Sephora at Plaza de la Puerta del Sol in Madrid. We have a very good one-meter gondola space there in the skincare section right next to Shiseido, and the merchandising is very attractive.
What’s your hero product and why?
It’s the body butter in our Patagonia collection. Normally, body butters are quite dense and greasy. The texture of ours is unique. It’s a light body butter, but it’s still very hydrating. It’s made out of pure shea butter and jojoba, which is good for locking moisture into the skin. The scent is more commercial [than other Ayres scents] and fresh.
Do you have a mentor?
My dad started his own company in Argentina. He’s from Croatia. He’s the same as me in that he’s an immigrant and started his own company. He started when he was 15 and ended up with 3,500 employees. He was in poultry. Like him, I’m very persistent and consistent. He always tells me it is all about patience.
For other entrepreneurs in your boat, what suggestion do you give them for how to pull through the tough times?
People think business is about the money. It’s not. It’s about your psychology. You are mostly going to hear no, no, no, and you have to be very strong psychologically to continue and not give up. It requires a lot of therapy, which I do every Monday.
Do you have any other advice?
If you can, get a partner. You end up talking to yourself the entire day otherwise, and it’s not healthy. It’s good to get a different perspective and have a someone tell you no.
“People think business is about the money. It’s not. It’s about your psychology.”
Was there are a rejection that particularly stung you?
C.O. Bigelow two years ago. The buyer said, “I’ve got your samples and noticed there’s a little scratch on them, so I feel these bottles are going to scratch a lot.” I thought that was a very weird way to start the conversation. This is my baby, and it seemed like she was trying to punch me down as much as possible. I look back, and it was really nothing. Now, I’m more resilient.
What’s in your office that’s especially precious to you?
My dog Tito. He just looked at me. Yeah, I’m talking about you. He’s a Jack Russell. Even when I travel, he comes to the office because otherwise he’d be very missed.
How far out are you planning your merchandise and what’s your approach to newness?

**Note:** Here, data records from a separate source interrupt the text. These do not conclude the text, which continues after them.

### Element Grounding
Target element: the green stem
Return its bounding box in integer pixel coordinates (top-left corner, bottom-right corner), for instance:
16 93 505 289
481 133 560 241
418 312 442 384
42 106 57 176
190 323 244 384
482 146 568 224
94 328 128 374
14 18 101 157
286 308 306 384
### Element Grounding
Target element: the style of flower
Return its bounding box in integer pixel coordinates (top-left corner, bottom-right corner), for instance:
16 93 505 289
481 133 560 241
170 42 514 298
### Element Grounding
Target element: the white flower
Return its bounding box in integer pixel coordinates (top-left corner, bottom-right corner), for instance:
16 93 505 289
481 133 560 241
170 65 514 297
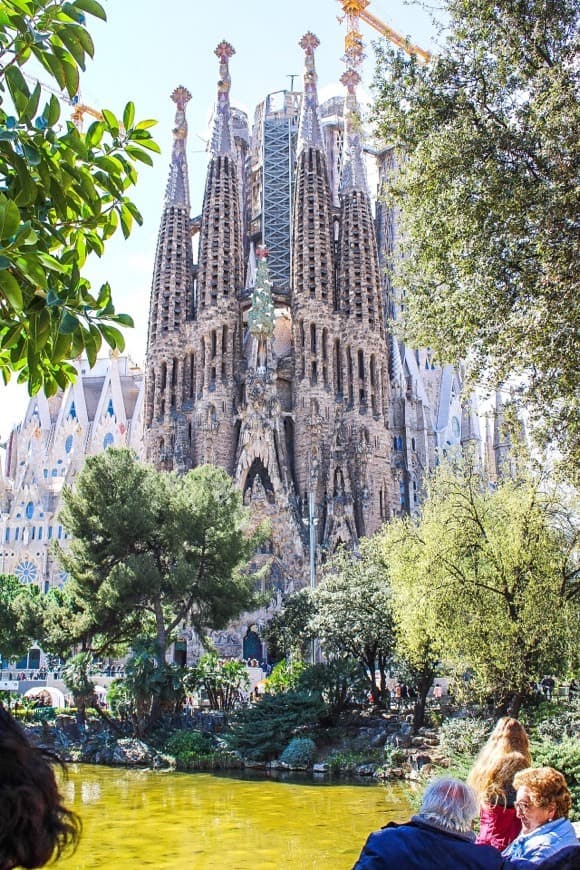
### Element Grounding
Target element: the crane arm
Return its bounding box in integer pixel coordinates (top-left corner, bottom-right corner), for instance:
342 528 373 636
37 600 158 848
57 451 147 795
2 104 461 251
359 9 431 63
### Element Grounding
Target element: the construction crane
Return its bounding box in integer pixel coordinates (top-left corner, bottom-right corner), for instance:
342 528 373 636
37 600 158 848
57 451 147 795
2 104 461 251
23 73 103 130
338 0 431 69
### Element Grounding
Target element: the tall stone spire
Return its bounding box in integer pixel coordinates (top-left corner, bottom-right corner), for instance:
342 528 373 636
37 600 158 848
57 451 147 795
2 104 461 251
145 86 193 458
148 86 193 349
340 69 368 194
297 31 323 154
165 85 191 210
292 33 336 310
197 41 244 316
337 69 384 335
211 39 236 157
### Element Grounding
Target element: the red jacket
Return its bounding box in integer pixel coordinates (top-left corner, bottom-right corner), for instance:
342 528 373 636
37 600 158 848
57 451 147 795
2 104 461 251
476 804 522 852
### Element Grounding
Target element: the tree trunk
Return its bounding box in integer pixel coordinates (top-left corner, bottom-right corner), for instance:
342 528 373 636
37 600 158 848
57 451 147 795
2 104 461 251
413 674 433 731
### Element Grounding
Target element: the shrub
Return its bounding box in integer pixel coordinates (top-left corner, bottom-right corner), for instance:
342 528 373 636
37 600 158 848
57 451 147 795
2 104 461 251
532 737 580 819
30 707 56 722
325 749 383 773
164 731 236 770
440 719 490 757
383 743 407 767
266 659 306 694
280 737 316 767
534 701 580 741
298 658 367 720
224 692 328 761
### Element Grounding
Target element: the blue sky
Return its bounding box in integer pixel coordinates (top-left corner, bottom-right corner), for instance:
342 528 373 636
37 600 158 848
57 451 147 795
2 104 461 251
0 0 434 440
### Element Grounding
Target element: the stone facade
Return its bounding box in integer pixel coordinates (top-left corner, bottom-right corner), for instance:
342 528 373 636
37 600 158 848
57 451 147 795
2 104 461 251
0 352 144 604
145 33 490 654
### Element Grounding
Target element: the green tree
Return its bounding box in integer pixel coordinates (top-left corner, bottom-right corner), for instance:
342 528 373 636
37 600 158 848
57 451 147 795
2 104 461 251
377 460 580 715
185 652 250 710
0 574 41 660
0 0 159 395
42 449 256 662
311 539 395 702
375 0 580 465
265 588 314 660
62 652 97 728
122 637 184 737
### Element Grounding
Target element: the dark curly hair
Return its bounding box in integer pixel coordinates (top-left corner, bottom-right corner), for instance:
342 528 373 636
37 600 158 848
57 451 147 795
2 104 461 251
0 705 81 870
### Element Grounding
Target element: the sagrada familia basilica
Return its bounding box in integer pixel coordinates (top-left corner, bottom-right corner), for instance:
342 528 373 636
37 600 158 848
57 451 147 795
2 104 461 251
0 33 503 653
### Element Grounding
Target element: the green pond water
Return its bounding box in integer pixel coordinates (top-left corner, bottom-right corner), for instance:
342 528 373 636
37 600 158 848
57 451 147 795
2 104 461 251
57 765 410 870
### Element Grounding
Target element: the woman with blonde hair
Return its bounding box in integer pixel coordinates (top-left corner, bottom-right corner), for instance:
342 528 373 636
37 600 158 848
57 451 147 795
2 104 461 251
467 716 531 851
502 767 579 867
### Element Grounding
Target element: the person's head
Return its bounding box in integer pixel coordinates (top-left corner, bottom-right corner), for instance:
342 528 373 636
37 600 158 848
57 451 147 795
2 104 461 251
419 778 479 834
488 716 530 758
467 716 532 805
540 846 580 870
514 767 572 834
0 706 80 870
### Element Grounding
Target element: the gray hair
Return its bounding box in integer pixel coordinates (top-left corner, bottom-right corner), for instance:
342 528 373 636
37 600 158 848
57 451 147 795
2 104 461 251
419 778 479 834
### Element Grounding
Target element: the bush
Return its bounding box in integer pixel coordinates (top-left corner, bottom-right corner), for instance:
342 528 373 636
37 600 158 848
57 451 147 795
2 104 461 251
164 731 235 770
298 658 367 720
534 701 580 742
280 737 316 767
532 737 580 820
224 692 328 761
325 749 384 773
266 659 306 694
30 707 56 722
439 719 490 757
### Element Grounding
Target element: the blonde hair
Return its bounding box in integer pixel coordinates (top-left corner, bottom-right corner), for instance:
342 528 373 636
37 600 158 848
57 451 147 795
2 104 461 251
514 767 572 819
467 716 532 806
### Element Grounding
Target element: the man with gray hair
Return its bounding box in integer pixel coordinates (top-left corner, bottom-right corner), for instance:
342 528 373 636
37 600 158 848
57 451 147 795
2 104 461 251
353 779 532 870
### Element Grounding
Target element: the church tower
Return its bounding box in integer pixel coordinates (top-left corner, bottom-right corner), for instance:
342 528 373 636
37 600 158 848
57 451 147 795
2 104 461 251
291 33 342 544
145 87 194 470
192 41 244 474
140 32 476 655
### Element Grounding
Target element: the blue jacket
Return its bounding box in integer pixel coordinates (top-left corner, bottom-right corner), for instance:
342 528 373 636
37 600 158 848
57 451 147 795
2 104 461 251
502 819 578 865
353 818 532 870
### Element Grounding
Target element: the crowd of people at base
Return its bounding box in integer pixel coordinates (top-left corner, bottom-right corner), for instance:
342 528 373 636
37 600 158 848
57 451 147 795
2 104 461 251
353 717 580 870
0 705 580 870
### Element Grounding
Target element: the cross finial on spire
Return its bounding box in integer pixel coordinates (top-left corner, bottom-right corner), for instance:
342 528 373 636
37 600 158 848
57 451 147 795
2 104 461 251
340 69 361 94
298 30 320 54
215 39 236 63
297 30 323 154
171 85 191 112
211 39 236 156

A year to nine months. It could be just a set, but you have to have newness every year for the consumer. The beauty industry reinvents itself every nine months.
What’s been your biggest product fail?
We are selling online at Sephora Europe, and I told them don’t order that much of the body polish. People normally call it a scrub. Our names aren’t the typical names out there, and it’s not an easy item because you really need to try it.

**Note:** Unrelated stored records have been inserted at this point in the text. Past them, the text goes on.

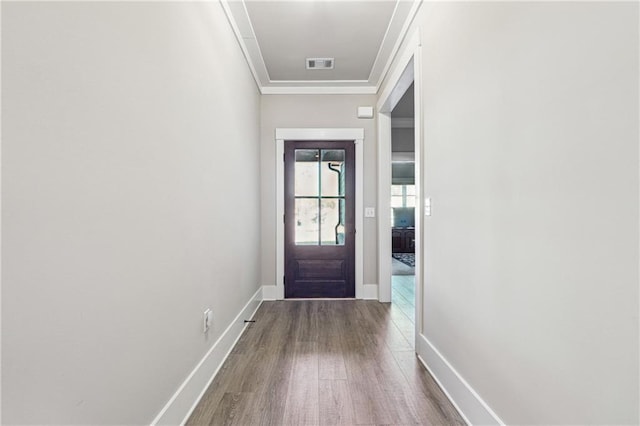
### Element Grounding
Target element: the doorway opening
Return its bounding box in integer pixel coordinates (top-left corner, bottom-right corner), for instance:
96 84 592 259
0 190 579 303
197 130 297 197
284 141 355 298
377 32 427 342
385 83 416 346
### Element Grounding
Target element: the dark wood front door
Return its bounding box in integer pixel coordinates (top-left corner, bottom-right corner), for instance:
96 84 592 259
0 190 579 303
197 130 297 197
284 141 355 298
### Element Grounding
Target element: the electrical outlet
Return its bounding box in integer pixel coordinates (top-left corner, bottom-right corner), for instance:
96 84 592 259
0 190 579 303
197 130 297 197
202 308 213 333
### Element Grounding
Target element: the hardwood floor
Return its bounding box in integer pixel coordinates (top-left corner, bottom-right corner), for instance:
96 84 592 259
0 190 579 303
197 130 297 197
187 300 464 425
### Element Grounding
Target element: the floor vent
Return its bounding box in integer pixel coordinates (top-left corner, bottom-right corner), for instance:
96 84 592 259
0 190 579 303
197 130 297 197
307 58 333 70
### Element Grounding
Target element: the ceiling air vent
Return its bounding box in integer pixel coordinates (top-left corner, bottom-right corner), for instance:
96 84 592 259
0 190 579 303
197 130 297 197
307 58 333 70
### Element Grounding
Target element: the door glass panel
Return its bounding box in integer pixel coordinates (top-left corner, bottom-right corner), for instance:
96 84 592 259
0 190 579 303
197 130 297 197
294 149 320 197
320 149 345 197
294 198 320 245
320 198 345 246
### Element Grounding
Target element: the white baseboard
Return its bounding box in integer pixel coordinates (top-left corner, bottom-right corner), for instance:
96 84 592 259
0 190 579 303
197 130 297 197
362 284 378 300
151 287 262 425
416 334 505 426
262 284 378 300
262 285 279 300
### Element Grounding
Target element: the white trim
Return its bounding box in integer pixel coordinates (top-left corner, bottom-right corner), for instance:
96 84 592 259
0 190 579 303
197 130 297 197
261 86 376 95
376 0 423 93
220 0 422 94
269 80 369 86
220 0 269 93
391 117 416 129
275 128 364 300
391 152 416 163
151 287 262 425
416 334 505 425
376 31 424 304
362 284 378 300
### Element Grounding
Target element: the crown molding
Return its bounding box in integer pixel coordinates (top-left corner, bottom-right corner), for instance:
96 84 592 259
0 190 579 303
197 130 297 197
219 0 422 94
260 86 377 95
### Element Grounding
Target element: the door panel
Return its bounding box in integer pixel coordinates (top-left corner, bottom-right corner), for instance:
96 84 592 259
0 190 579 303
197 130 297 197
285 141 355 298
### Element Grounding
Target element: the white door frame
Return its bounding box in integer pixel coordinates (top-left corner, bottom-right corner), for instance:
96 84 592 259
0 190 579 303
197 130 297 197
274 128 365 300
376 31 425 336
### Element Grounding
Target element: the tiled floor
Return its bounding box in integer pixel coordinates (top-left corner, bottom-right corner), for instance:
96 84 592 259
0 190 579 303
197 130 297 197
391 275 415 347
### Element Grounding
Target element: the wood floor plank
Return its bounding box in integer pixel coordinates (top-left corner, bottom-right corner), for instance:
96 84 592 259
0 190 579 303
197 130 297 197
187 300 463 426
283 342 319 426
319 380 355 426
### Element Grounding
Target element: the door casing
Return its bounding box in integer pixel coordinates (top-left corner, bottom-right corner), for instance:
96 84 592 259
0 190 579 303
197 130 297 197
274 128 364 300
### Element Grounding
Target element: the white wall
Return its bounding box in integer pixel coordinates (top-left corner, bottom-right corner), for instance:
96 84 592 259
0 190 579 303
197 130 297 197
2 2 260 424
382 2 639 424
260 95 378 285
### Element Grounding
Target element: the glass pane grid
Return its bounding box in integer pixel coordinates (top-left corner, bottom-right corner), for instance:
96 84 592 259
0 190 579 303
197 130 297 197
294 149 346 245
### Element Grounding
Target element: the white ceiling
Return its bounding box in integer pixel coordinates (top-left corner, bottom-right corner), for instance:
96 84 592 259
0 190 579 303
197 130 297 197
222 0 421 94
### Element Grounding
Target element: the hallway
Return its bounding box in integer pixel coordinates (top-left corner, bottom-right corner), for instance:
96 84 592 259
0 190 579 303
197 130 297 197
188 300 464 425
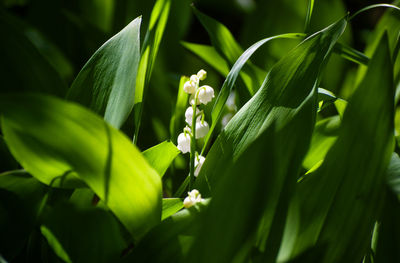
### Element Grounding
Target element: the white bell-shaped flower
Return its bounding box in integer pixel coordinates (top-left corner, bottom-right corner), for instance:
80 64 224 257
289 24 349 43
177 132 190 153
185 106 201 125
197 69 207 80
189 94 200 105
194 155 206 177
198 85 214 104
190 74 200 84
183 80 196 94
183 189 203 208
196 121 210 139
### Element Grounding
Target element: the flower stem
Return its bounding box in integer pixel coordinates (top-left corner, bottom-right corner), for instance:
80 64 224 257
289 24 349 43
189 91 199 191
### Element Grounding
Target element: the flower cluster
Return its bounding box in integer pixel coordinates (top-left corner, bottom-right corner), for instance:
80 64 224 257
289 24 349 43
178 69 214 177
183 189 204 208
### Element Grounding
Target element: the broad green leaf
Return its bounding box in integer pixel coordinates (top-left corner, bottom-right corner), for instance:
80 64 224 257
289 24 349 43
193 8 266 96
128 200 208 263
0 95 161 238
202 33 304 155
40 203 127 262
190 20 346 262
143 141 180 178
161 198 183 220
186 125 278 262
344 0 400 101
304 0 314 32
374 190 400 263
0 10 67 97
133 0 171 144
303 116 340 170
387 153 400 196
67 17 142 129
195 20 346 193
280 34 394 262
0 171 48 262
181 42 229 77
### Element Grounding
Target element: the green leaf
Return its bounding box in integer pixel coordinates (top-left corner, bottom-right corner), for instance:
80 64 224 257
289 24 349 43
186 125 278 262
181 42 229 77
202 33 304 155
40 204 126 262
161 198 183 220
193 7 266 96
280 34 394 262
190 20 346 262
374 191 400 263
133 0 171 144
143 141 181 178
0 95 161 238
0 10 67 97
387 153 400 196
67 17 142 129
0 171 48 262
195 20 346 193
128 203 208 263
303 116 340 170
169 76 189 142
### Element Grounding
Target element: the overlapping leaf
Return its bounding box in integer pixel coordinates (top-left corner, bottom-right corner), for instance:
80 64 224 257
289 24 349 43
196 20 346 193
0 95 161 237
68 17 141 128
281 32 394 262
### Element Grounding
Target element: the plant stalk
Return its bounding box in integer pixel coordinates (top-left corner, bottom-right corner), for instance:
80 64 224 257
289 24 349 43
189 90 199 191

Have you raised outside funding?
I haven’t so far, but I think I will. The idea for the brand is to have our own freestanding stores like Fresh or Molton Brown. I started with beauty because that’s what I know, but we are going to go in different directions. It’s going to be a lifestyle brand.
“I think department stores are going to disappear. People are looking for a more personalized experience, and department stores are all about the numbers.”

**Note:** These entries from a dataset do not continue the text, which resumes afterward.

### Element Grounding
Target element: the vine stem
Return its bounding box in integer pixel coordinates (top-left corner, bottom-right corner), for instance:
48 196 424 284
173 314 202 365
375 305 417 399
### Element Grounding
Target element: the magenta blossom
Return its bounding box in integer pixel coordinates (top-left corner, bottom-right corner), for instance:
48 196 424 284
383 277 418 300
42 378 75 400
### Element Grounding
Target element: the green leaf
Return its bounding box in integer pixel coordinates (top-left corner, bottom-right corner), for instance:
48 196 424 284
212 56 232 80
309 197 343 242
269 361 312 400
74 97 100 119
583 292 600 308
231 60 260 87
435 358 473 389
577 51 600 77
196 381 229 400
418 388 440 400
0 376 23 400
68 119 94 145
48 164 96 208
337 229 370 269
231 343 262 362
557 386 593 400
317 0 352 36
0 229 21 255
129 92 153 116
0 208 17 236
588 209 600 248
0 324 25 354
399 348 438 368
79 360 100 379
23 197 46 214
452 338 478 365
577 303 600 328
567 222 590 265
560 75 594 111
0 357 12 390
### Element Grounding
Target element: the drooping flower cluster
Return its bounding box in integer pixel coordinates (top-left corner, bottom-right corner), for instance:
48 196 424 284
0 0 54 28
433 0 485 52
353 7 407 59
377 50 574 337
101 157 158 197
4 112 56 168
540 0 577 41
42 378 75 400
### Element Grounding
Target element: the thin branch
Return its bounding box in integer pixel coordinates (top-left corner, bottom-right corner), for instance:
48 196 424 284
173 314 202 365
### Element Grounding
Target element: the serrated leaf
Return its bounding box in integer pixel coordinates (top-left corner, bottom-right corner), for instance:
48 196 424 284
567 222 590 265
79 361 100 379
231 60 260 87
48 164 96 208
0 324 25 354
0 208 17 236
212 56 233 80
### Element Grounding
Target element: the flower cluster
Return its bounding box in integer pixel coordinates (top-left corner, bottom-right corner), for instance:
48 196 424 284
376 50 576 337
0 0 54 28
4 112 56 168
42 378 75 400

Why are stores important for your brand even as the retail segment contracts?
The brand has a very strong DNA, and the best way to tell our story is through contained or enclosed situations like stores. If you look at brands like MAC and Make Up For Ever, they are all going into freestanding stores.
What do you think about the future of retail in general?
I think department stores are going to disappear. People are looking for a more personalized experience, and department stores are all about the numbers. I think, at some point, the world is going to go back to the original roots of what we have lost. There could be clubs where you can’t use your cellphones, and shopping as an experience that’s appreciated. You could do Amazon all the time, but then you’re going to be in your living room for your entire life.
A decade from now, what do you hope your brand has accomplished?
That I have sold it, and I’m at the beach. I wouldn’t mind if LVMH bought it because I love LVMH, and I like the way they work with the companies they buy.